青の夜鳥2

 グイン神父は、急いで駆けまわる。路地裏のゴミ箱や、ひさしなどの死角に、いまかいまかと救いの手をまちわびながら、言葉にしない気持ちの中では、自分が人違いである事に気づいてくれという想いがあった。現に噂にきく夜鳥はすぐに獲物をかって立ち去るというがもう5分ほど追いかけっこをしている。

 ふと、足音が止まった、振り返る神父、夜鳥が漆黒のコートに身を隠しながら、こちらを見下ろしている。その両目だけが青く光っていた。

「青の……夜鳥」

 ふと、しゃがむ姿勢になりかけたのでグイン神父もまた身構えた。

「……またお前か」

 (また?お前か?)

 人違いで!!と叫ぼうとした瞬間だった。青の夜鳥が地表におりたち、それと同時に自分の前に、シスター姿の女性がたちはだかった、その右手には蛇腹状の武器、奇妙な刃のついた鞭をもっていた。

「シスター……アイリーン?」

「よくやりました、あなたは下がっていてください」

 そういってシスターは、鞭をふるうてと逆の左手をかばうように軽くひろげた。
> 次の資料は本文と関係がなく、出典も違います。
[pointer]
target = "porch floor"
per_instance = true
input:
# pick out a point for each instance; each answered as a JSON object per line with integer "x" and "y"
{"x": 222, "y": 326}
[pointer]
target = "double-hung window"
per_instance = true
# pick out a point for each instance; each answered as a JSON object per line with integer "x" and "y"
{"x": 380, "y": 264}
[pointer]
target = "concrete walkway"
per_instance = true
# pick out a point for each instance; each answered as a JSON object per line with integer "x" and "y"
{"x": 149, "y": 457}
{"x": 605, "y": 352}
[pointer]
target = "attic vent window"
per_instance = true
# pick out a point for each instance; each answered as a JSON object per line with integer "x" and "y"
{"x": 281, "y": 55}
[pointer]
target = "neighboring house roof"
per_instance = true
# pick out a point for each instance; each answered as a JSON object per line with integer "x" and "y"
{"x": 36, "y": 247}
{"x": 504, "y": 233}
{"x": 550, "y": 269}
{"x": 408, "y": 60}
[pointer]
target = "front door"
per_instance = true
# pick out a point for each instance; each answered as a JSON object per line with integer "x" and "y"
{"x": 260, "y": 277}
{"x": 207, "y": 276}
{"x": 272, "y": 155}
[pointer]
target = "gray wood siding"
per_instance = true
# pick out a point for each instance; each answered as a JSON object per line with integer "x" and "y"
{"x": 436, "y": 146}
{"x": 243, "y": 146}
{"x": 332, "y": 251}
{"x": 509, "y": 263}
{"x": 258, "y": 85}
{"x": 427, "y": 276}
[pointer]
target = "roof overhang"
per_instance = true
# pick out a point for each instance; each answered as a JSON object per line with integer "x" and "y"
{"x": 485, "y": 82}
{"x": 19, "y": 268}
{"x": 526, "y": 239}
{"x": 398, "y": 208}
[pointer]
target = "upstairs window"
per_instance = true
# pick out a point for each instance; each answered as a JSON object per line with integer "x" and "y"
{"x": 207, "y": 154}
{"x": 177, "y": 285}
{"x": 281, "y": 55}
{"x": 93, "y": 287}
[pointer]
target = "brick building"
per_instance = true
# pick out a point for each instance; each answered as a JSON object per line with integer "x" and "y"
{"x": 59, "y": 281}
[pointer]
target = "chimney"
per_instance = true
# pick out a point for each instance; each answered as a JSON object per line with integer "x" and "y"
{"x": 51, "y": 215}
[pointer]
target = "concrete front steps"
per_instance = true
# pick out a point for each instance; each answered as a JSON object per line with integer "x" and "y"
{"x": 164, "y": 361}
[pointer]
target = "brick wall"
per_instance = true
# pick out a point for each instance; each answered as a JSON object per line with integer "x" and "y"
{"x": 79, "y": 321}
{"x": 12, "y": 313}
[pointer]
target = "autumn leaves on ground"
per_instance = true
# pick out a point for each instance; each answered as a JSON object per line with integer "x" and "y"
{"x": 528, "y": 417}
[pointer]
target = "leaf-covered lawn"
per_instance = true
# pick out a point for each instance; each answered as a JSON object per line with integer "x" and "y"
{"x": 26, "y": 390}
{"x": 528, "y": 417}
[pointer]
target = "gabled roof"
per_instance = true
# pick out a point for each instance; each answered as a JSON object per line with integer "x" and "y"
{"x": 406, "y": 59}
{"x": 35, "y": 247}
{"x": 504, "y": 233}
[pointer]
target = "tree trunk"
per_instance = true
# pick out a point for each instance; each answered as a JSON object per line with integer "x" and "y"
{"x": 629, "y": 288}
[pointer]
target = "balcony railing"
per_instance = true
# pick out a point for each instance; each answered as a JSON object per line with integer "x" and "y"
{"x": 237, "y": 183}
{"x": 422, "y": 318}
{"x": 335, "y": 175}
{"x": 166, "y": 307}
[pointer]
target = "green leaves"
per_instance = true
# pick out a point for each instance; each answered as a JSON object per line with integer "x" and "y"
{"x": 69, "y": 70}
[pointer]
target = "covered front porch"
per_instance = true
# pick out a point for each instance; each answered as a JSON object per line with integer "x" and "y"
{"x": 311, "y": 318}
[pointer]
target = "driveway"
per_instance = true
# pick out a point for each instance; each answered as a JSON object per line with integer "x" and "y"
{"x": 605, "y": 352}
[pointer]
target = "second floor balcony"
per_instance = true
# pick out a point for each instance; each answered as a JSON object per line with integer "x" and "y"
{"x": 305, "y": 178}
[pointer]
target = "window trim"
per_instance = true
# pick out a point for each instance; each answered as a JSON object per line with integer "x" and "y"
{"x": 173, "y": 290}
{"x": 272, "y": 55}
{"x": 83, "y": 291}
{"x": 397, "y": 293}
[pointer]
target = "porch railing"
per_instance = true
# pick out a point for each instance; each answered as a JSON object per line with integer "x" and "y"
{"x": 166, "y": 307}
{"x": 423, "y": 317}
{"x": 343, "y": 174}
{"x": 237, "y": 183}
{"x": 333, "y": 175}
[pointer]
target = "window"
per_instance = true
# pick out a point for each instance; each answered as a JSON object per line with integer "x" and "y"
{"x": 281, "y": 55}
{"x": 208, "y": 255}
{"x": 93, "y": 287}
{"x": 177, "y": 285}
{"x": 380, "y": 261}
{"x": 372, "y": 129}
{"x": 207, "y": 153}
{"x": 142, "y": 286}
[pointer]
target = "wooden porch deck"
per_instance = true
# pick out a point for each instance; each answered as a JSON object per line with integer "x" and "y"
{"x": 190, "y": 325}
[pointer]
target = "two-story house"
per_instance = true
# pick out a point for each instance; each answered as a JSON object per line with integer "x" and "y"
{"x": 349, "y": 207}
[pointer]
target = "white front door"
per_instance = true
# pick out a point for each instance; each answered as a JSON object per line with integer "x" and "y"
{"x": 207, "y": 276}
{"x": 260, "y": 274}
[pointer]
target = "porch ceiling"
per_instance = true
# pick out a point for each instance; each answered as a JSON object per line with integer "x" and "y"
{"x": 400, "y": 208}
それを合図に、グイン神父は走り去ってなるべく距離をとった。

“ドンッ”

 何かにぶつかる。分厚い胸板。上をみあげるとヴァルシュヴァル卿がいた。戦争の英雄、ヌーヴァル帝の側近。そして今はこの領の守護者。貫禄のあるその瞳が見下ろしている。

「す、すみません」

「よい……だが今日の事は黙っておくことだ」

 そういって、グイン神父の肩を掴むと、ヴァルシュヴァル卿はグイン神父と反対に、今戦いがおころうという場に向かっていくのだった。


《ガイン!!!》

《ズバッ》

 長いムチ状の武器を振りまわすアイリーン、そのアイリーンの鞭をどう防いでいるのか、青の夜鳥はコートの中で何か固いものを使いはじき返しているようだった。その攻防戦は何分となき続き、両者一歩も引けをとらなかった。

「くっ……きりがない」

 アイリーンはこめかみに手をやる。するとアイリーンのこめかみが黄色く光った。

「所詮、過去の亡霊だ!!」

 アイリーンはもうひとつ鞭をとりだし、両手に鞭を持ち、攻勢をつよめた。彼女の背中から肩にかけて、まるで一つの触手がはえているようにしなやかになびく。すさまじい斬撃に、一歩、また一歩と青の夜鳥が後退していく。

「く……」

 金属音がより高くなり、まるで金属を加工するカッターで切り刻んでいるような音が響く

《ギャリリリリリリ》

 しかし、青の夜鳥は、その後方で徐々に準備をはじめていた。後方に用意されていたのは、巨大なオートマタの手のような部品、それを片手でもち、そして魔力を注ぎ込んでいるようだった。


 二人の戦いをみるヴァルシュヴァル卿、その後方の頭上、屋根上にまた新しい影があらわれた。それは小さな、子供ほどの影だった。それはコートをきている。その容姿は、以前プラグを襲ったゴーグルのような瞳をしたあの子供のようだった。

《!!》

 何かに気づいたように、子供は背を屈めた。